The growing gap between the rich and poor in the United States could have repercussions on democracy, a law professor says.
Income inequality not only threatens democracy, it goes against the founding principles of America, said Ganesh Sitaraman, assistant professor of law at Vanderbilt Law School and author of "The Crisis of the Middle Class Constitution: Why Economic Inequality Threatens Our Republic."
When the U.S. was founded, it was a radically egalitarian society for the era, Sitaraman explained.
"There’s actually some economic historians who’ve gone back and collected data on this time period. And what they find is that in 1774, right on the cusp of the American Revolution — and even including slavery — America was the most equal place in the world, and, in fact, was more equal than America is today," Sitaraman said.
Unlike Europe, America had no feudalism or aristocracy, but it did have the option for people to become landowners and independent farmers, Sitaraman said.
Founders and governments have worried "that the rich would oppress the poor, or that the poor would try to confiscate the wealth of the rich" through revolution, Sitaraman said, and America's founding fathers were no exception.
But America’s founders believed the country’s egalitarian society would continue throughout history and they built the government to reflect that belief. So while other governments have historically dealt with this worry over government devolving into oligarchy or revolutionary chaos, the U.S. has not, the law professor said.
But that doesn't mean the U.S. hasn't had its struggles, Sitaraman said.
In the Gilded Age in the late 19th century, there was a huge shift in the U.S. economy from agriculture to industrialism. People moved to cities to work in factories and the possibility of becoming a member of the middle class through land ownership vanished. Corporations and their shareholders had a greater share in wealth.
During this shift, people were worried the increasing wealth gap would threaten democracy as the wealthy gained more influence, and bribery became rampant at both the state and federal level.
"Progressives and populists tried to take action to change our constitutional system and our economic system in order to revive the basic understanding of what it meant to have a representative democracy," Sitaraman said.
That meant reforms: including antitrust laws; the passage of the 16th Amendment, which established a federal income tax; the passage of the 17th Amendment, which established the popular election of U.S. senators, instead of state legislatures’ electing the senators; the first campaign finance regulations; and more.
"Those changes were designed to create both an economic democracy and a political democracy, and they were largely successful," Sitaraman said.
Sitaraman said these reforms helped usher in an era of economic prosperity and growth after World War II.
But today, the U.S. is less egalitarian than ever before, Sitaraman said. He argued that although post-WWII America saw policies that helped grow the middle class like the GI Bill, things changed in the 1970s and '80s.

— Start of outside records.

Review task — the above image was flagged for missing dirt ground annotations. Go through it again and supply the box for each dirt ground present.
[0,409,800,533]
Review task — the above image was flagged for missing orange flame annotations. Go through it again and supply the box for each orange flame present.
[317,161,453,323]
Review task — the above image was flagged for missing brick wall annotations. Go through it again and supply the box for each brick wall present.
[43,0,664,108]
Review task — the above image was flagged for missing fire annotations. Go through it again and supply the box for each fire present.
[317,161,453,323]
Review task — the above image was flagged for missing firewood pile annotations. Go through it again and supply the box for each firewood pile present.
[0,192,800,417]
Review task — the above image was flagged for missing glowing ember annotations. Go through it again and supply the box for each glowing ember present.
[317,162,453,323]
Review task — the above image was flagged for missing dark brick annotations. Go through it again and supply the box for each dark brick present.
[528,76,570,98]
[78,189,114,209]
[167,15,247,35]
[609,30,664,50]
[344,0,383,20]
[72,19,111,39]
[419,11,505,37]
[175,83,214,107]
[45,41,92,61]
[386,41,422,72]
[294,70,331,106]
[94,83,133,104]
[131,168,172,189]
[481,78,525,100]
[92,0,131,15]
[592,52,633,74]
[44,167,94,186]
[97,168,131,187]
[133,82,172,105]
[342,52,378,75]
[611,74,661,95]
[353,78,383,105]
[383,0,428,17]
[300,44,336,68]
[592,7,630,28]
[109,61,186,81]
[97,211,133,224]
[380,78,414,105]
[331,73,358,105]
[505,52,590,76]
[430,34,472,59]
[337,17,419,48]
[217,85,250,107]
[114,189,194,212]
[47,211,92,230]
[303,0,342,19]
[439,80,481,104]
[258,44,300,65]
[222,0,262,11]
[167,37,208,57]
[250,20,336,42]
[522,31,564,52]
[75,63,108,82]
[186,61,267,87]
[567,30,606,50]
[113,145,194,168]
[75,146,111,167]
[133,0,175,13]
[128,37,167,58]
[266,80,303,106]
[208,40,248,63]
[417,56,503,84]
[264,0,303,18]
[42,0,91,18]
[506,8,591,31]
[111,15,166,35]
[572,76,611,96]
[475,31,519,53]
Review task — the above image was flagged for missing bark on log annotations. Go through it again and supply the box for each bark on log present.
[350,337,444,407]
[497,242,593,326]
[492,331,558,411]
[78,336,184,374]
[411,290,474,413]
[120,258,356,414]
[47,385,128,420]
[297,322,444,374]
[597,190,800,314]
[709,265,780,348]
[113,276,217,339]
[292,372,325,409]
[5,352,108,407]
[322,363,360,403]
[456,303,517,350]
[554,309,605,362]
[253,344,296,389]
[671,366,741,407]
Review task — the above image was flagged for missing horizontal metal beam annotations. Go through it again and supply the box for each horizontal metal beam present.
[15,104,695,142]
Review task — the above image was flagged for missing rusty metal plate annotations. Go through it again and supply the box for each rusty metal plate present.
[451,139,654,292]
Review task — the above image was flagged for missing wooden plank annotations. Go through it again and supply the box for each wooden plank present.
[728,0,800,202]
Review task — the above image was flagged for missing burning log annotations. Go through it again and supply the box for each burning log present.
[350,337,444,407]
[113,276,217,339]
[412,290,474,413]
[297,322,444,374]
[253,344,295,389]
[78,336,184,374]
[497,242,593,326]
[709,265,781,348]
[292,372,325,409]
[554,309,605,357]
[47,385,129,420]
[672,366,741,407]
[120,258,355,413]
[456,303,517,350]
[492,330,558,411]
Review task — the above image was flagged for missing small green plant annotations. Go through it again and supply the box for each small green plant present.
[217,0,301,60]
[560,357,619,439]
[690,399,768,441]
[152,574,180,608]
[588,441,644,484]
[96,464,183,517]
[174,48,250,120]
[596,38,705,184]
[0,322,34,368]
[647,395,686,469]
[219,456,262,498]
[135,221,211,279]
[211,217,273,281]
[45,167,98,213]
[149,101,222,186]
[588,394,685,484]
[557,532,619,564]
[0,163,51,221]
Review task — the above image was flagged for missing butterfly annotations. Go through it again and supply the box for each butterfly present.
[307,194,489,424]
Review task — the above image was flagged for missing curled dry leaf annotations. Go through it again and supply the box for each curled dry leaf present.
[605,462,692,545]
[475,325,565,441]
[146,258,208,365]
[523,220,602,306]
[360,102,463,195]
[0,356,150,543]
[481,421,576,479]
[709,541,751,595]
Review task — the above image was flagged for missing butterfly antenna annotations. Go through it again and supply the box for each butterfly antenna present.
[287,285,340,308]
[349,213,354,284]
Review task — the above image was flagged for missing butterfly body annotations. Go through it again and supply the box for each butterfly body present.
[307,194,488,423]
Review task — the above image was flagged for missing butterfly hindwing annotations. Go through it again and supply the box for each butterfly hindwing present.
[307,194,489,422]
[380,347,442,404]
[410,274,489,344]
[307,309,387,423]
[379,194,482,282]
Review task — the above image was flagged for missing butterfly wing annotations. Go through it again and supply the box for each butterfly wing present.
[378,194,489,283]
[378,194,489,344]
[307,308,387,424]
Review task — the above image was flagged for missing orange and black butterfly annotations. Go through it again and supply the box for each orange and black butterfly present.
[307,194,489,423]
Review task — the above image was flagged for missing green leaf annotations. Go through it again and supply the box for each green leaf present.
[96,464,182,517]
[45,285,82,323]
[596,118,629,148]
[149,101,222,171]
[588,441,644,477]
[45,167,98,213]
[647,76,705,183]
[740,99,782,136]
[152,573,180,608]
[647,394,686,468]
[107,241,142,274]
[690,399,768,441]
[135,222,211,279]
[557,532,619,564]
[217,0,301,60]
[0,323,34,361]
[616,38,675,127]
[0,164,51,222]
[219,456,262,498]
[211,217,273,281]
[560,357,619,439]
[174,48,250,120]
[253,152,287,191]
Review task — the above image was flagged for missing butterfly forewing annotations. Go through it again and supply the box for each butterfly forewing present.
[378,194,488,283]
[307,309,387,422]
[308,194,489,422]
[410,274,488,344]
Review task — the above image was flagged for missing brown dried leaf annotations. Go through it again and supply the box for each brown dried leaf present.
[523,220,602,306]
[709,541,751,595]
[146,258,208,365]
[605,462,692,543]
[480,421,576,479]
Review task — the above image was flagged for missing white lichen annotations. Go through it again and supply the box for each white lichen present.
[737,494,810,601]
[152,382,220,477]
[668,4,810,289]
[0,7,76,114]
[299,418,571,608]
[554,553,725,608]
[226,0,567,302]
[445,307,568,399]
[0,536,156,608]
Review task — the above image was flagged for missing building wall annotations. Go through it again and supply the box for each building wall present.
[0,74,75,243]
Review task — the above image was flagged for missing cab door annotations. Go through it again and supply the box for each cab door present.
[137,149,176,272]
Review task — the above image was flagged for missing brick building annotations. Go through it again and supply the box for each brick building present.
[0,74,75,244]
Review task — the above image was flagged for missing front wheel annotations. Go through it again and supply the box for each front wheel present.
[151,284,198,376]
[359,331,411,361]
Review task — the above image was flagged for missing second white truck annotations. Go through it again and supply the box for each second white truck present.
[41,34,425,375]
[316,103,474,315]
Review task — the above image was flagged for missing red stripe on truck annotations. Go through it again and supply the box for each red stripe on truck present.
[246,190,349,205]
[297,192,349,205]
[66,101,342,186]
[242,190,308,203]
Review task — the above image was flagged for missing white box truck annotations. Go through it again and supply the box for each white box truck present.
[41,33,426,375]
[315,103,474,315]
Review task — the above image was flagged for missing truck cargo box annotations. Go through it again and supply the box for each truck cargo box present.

"We really moved in a different direction in terms of policy," such as deregulating businesses and cutting taxes for the wealthy, Sitaraman said.
Those policies led to increasing inequality, and ultimately the crash of 2008 and the Great Recession, Sitaraman said. And now income inequality is at levels it hasn’t been at since the Great Depression, he said.
"This is the real constitutional crisis that we face right now, and it’s one that can’t be solved in one year, or with one Congress or one bill. It’s something that’s gonna take a long time for us to work through."